Is future of news hyperlocal?

The folks behind voiceofsandiego.org, an online news source run as a nonprofit, firmly believe that they way they’ll succeed is by staying focused entirely on San Diego. Could their site and other “hyperlocal” Internet outlets fill the void caused by failing news organizations?

This CNN story does a decent job of reviewing the state of play.

Generally, the people who run hyperlocal Web sites say they are optimistic about the future of the news business. They say they won’t be able to replace all that’s being lost as large news companies crumble but say they are excited about the fact that they’re able to offer something new — at least for the moment.

The long-term economic viability of any of these sites remains an open question. And some critics, like Robert McChesney and John Nichols, say nonprofit news sites are not a solution to the economic problems of news organizations. Writing in The Nation, they call the fixes being tried so far “triage strategies.”

They are not cures; in fact, if there is a risk in them, it is that they might briefly discourage the needed reshaping of ownership models that are destined to fail.

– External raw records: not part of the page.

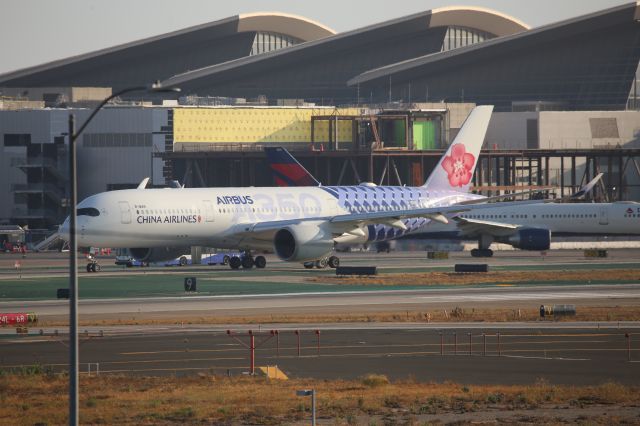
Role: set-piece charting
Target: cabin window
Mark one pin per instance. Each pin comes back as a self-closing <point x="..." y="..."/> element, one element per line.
<point x="88" y="211"/>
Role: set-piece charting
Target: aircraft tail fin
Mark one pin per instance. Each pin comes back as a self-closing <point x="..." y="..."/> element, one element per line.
<point x="455" y="169"/>
<point x="287" y="170"/>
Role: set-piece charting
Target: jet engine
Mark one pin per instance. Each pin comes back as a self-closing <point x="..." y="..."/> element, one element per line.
<point x="158" y="254"/>
<point x="530" y="239"/>
<point x="299" y="243"/>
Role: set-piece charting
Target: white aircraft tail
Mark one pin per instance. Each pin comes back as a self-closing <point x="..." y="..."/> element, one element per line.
<point x="455" y="169"/>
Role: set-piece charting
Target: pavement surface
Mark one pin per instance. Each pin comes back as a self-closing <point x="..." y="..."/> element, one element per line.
<point x="336" y="302"/>
<point x="573" y="354"/>
<point x="567" y="353"/>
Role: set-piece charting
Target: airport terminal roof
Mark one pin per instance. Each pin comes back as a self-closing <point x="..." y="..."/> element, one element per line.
<point x="298" y="27"/>
<point x="432" y="63"/>
<point x="493" y="22"/>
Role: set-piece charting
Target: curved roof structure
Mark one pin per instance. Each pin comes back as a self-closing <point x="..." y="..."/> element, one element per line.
<point x="586" y="62"/>
<point x="403" y="30"/>
<point x="293" y="25"/>
<point x="480" y="18"/>
<point x="197" y="40"/>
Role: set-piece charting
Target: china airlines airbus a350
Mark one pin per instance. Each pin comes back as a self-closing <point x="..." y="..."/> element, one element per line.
<point x="301" y="224"/>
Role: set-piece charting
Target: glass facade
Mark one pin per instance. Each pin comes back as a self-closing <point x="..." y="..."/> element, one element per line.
<point x="461" y="36"/>
<point x="634" y="96"/>
<point x="266" y="42"/>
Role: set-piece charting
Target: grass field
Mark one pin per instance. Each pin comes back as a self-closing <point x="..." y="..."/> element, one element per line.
<point x="33" y="397"/>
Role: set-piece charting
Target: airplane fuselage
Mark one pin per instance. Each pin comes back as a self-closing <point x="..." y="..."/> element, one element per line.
<point x="217" y="217"/>
<point x="620" y="218"/>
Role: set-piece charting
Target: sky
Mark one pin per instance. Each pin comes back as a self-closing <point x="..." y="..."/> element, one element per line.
<point x="38" y="31"/>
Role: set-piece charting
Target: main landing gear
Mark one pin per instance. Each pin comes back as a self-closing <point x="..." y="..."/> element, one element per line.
<point x="93" y="265"/>
<point x="332" y="261"/>
<point x="483" y="250"/>
<point x="247" y="261"/>
<point x="481" y="253"/>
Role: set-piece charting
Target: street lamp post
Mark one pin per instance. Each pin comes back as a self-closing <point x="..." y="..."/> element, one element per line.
<point x="73" y="260"/>
<point x="312" y="394"/>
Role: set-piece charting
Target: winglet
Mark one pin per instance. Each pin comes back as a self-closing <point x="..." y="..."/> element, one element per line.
<point x="588" y="187"/>
<point x="144" y="183"/>
<point x="455" y="169"/>
<point x="287" y="170"/>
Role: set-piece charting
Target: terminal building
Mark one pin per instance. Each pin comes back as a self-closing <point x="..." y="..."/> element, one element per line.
<point x="375" y="104"/>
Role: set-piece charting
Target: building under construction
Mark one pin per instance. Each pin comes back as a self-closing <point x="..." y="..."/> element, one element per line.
<point x="378" y="104"/>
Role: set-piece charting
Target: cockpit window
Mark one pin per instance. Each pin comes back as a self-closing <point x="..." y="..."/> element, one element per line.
<point x="88" y="211"/>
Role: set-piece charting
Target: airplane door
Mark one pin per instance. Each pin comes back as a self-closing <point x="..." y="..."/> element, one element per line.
<point x="125" y="212"/>
<point x="208" y="211"/>
<point x="603" y="217"/>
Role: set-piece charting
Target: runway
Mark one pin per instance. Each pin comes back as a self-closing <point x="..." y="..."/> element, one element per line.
<point x="522" y="354"/>
<point x="338" y="301"/>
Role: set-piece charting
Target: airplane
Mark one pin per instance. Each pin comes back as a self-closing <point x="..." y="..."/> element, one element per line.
<point x="532" y="227"/>
<point x="301" y="224"/>
<point x="526" y="227"/>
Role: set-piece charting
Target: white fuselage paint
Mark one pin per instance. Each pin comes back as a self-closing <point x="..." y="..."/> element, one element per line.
<point x="621" y="218"/>
<point x="220" y="217"/>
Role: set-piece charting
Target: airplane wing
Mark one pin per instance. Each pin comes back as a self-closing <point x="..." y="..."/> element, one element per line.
<point x="471" y="227"/>
<point x="346" y="222"/>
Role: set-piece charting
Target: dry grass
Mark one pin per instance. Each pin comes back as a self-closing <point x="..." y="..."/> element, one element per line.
<point x="502" y="277"/>
<point x="31" y="399"/>
<point x="584" y="313"/>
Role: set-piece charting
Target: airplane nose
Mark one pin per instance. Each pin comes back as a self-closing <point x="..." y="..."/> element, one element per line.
<point x="63" y="230"/>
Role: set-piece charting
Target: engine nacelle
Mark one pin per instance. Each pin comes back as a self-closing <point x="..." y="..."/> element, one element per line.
<point x="301" y="243"/>
<point x="158" y="254"/>
<point x="531" y="239"/>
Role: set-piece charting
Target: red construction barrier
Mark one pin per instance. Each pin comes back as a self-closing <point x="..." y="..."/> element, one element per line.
<point x="18" y="318"/>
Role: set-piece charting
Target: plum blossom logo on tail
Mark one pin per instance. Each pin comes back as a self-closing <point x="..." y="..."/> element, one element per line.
<point x="459" y="165"/>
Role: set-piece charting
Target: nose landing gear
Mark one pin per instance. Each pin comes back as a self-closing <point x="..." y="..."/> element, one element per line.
<point x="247" y="261"/>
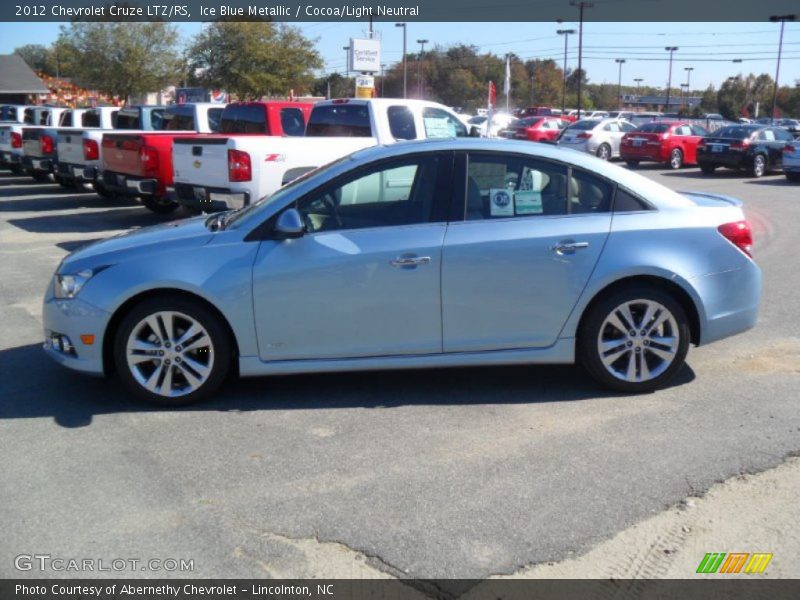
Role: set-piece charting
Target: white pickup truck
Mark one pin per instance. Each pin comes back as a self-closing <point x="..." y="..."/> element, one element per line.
<point x="78" y="146"/>
<point x="222" y="172"/>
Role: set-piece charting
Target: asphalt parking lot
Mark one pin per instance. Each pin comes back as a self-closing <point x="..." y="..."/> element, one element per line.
<point x="459" y="473"/>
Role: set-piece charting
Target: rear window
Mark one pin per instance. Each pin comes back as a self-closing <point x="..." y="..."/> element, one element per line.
<point x="292" y="121"/>
<point x="732" y="131"/>
<point x="91" y="118"/>
<point x="401" y="123"/>
<point x="339" y="120"/>
<point x="126" y="120"/>
<point x="244" y="118"/>
<point x="654" y="128"/>
<point x="179" y="118"/>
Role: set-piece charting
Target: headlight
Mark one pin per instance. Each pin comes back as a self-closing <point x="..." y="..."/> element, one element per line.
<point x="69" y="286"/>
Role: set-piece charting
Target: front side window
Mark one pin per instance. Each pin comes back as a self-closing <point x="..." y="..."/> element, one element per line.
<point x="401" y="123"/>
<point x="397" y="193"/>
<point x="502" y="187"/>
<point x="441" y="124"/>
<point x="292" y="121"/>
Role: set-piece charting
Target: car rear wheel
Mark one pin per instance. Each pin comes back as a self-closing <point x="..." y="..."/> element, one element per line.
<point x="708" y="169"/>
<point x="759" y="167"/>
<point x="634" y="340"/>
<point x="676" y="158"/>
<point x="160" y="204"/>
<point x="172" y="351"/>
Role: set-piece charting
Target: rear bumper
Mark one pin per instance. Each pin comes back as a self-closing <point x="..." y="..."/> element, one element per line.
<point x="129" y="185"/>
<point x="209" y="199"/>
<point x="730" y="302"/>
<point x="38" y="165"/>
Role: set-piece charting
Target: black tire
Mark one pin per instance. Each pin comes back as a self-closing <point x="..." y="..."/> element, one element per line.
<point x="675" y="159"/>
<point x="603" y="152"/>
<point x="708" y="169"/>
<point x="588" y="353"/>
<point x="221" y="352"/>
<point x="160" y="205"/>
<point x="759" y="166"/>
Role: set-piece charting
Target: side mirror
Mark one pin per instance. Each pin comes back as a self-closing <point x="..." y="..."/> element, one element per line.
<point x="289" y="225"/>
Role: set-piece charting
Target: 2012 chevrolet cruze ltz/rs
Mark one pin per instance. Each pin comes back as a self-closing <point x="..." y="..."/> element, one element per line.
<point x="421" y="254"/>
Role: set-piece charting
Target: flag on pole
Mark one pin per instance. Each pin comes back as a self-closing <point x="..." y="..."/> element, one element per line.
<point x="507" y="82"/>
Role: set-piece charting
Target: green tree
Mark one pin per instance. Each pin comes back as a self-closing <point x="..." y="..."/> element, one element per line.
<point x="252" y="60"/>
<point x="122" y="59"/>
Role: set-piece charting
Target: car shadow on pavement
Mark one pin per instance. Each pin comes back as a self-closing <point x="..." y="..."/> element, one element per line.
<point x="40" y="388"/>
<point x="104" y="221"/>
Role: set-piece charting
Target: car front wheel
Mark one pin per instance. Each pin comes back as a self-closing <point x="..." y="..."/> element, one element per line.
<point x="172" y="351"/>
<point x="634" y="340"/>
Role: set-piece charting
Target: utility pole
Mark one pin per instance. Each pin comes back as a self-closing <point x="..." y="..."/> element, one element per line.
<point x="782" y="20"/>
<point x="420" y="74"/>
<point x="581" y="5"/>
<point x="566" y="33"/>
<point x="669" y="49"/>
<point x="405" y="67"/>
<point x="620" y="62"/>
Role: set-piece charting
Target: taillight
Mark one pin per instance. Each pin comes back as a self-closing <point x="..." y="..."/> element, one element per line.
<point x="239" y="166"/>
<point x="46" y="144"/>
<point x="148" y="156"/>
<point x="90" y="150"/>
<point x="738" y="233"/>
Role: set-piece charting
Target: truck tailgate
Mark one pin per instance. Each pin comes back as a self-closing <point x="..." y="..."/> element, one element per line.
<point x="201" y="160"/>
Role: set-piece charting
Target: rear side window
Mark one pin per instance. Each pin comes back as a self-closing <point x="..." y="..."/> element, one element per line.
<point x="91" y="118"/>
<point x="292" y="121"/>
<point x="401" y="123"/>
<point x="339" y="120"/>
<point x="441" y="124"/>
<point x="244" y="118"/>
<point x="624" y="201"/>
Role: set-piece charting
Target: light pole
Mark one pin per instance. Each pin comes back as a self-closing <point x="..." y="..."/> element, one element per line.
<point x="346" y="60"/>
<point x="405" y="70"/>
<point x="420" y="74"/>
<point x="566" y="33"/>
<point x="581" y="5"/>
<point x="620" y="62"/>
<point x="782" y="20"/>
<point x="669" y="49"/>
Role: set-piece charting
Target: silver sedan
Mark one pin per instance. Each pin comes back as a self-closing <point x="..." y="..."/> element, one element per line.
<point x="423" y="254"/>
<point x="600" y="137"/>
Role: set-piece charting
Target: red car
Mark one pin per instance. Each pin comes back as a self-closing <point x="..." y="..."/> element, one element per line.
<point x="537" y="129"/>
<point x="671" y="143"/>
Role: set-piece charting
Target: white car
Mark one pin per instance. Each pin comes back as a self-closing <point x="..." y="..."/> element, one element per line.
<point x="600" y="137"/>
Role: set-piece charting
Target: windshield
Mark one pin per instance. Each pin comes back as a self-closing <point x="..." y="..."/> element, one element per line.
<point x="240" y="214"/>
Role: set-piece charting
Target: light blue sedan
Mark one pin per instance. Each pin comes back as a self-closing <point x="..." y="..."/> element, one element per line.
<point x="421" y="254"/>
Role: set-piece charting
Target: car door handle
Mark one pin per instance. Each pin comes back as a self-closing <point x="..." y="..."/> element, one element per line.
<point x="568" y="247"/>
<point x="410" y="261"/>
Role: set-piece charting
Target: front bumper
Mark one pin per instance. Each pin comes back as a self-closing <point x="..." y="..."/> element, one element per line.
<point x="38" y="165"/>
<point x="71" y="319"/>
<point x="209" y="199"/>
<point x="129" y="185"/>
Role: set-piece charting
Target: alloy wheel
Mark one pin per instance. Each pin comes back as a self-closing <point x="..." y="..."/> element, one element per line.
<point x="638" y="340"/>
<point x="170" y="354"/>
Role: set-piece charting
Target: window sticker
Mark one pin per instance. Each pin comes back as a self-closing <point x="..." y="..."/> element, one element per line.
<point x="501" y="202"/>
<point x="528" y="203"/>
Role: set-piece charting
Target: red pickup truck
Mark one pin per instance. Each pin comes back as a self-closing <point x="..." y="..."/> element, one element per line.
<point x="140" y="164"/>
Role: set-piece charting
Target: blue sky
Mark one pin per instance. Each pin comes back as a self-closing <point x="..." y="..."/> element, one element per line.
<point x="708" y="48"/>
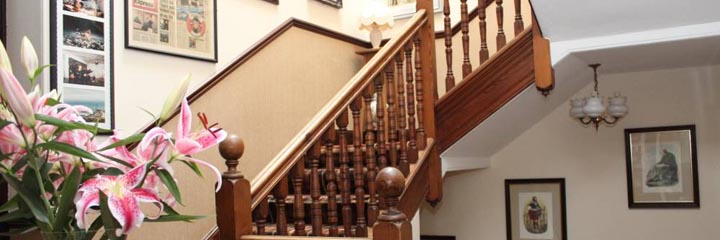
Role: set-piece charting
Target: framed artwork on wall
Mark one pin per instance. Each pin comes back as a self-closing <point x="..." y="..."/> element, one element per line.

Spot.us founder Dave Cohn, whom we’ve written about before, tells CNN that what journalism needs is “10,000 startups.” And that could easily happen if many of the journalists now out of work decide to try their hand at an Internet news site. According to Paper Cuts, a blog that tracks newspaper layoffs, almost 25,000 print journalists have lost their jobs since the beginning of 2008, not counting job losses on the broadcast side. Sobering, isn’t it?